Why are number of instructions non-deterministic in Linux performance counters

446 Views Asked by At

To be able to profile application runtimes whose binaries will actually be run under a simulator (NS-3/DCE). I wanted to use the linux performance counters, I expected the instruction count for an application which has no source of non-determinism to be deterministic. I couldn't be more wrong according to the linux performance counters, let's take a simple example:

$ (perf stat -c -- sleep 1 2>&1 && perf stat -c -- sleep 1 2>&1) |grep instructions
        669218 instructions              #    0,61  insns per cycle
        682286 instructions              #    0,58  insns per cycle

1) What is the source of this non-determinism? Does this stem from the low-level branch-prediction and other engines in the CPU.

2) Other question, is there a way to know the amount of instructions fed to the CPU (in contrast to the amount of instructions in the example output), in order to do get the amount of executed code in a deterministic way?

1

There are 1 best solutions below

2
On BEST ANSWER

Summary:

1) The non-determinism is caused by variation in the sleep 1 command not from branch-prediction or other microarchitectural features.
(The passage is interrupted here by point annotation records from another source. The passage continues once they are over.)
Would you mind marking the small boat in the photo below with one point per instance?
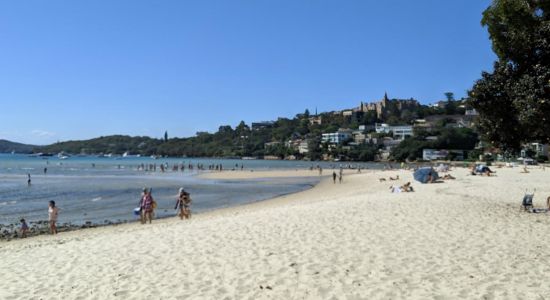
(62, 155)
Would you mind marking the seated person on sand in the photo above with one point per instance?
(482, 170)
(448, 176)
(407, 187)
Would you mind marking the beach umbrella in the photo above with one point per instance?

2) You can find the number of instruction fetched by using a hardware even counter if your CPU supports it. However, this will vary more than the number of instructions retired (which is what perf typically reports for instructions).

Details:

The sleep command is not a good test case if you want a deterministic number of instructions to execute. It will execute a non-deterministic number of instructions because there will be some slight variation in what the kernel is doing.

You can specify whether to collect user-mode or kernel-mode instruction counts with the instructions:u for user-mode or instructions:k for kernel mode. For two runs of:

perf stat -e instructions:k,instructions:u,instructions sleep 1

I get the following results:

Performance counter stats for 'sleep 1':

       373,044 instructions:k            #    0.00  insns per cycle        
       199,795 instructions:u            #    0.00  insns per cycle        
       572,839 instructions              #    0.00  insns per cycle        

   1.001018153 seconds time elapsed

and

Performance counter stats for 'sleep 1':

       379,722 instructions:k            #    0.00  insns per cycle        
       199,970 instructions:u            #    0.00  insns per cycle        
       579,519 instructions              #    0.00  insns per cycle        

   1.000986201 seconds time elapsed

As you can see the actual elapsed time of sleep 1 varies slightly. Which is the source of the non-determinism. However, the number of user-mode instructions has less variation than kernel-mode instructions.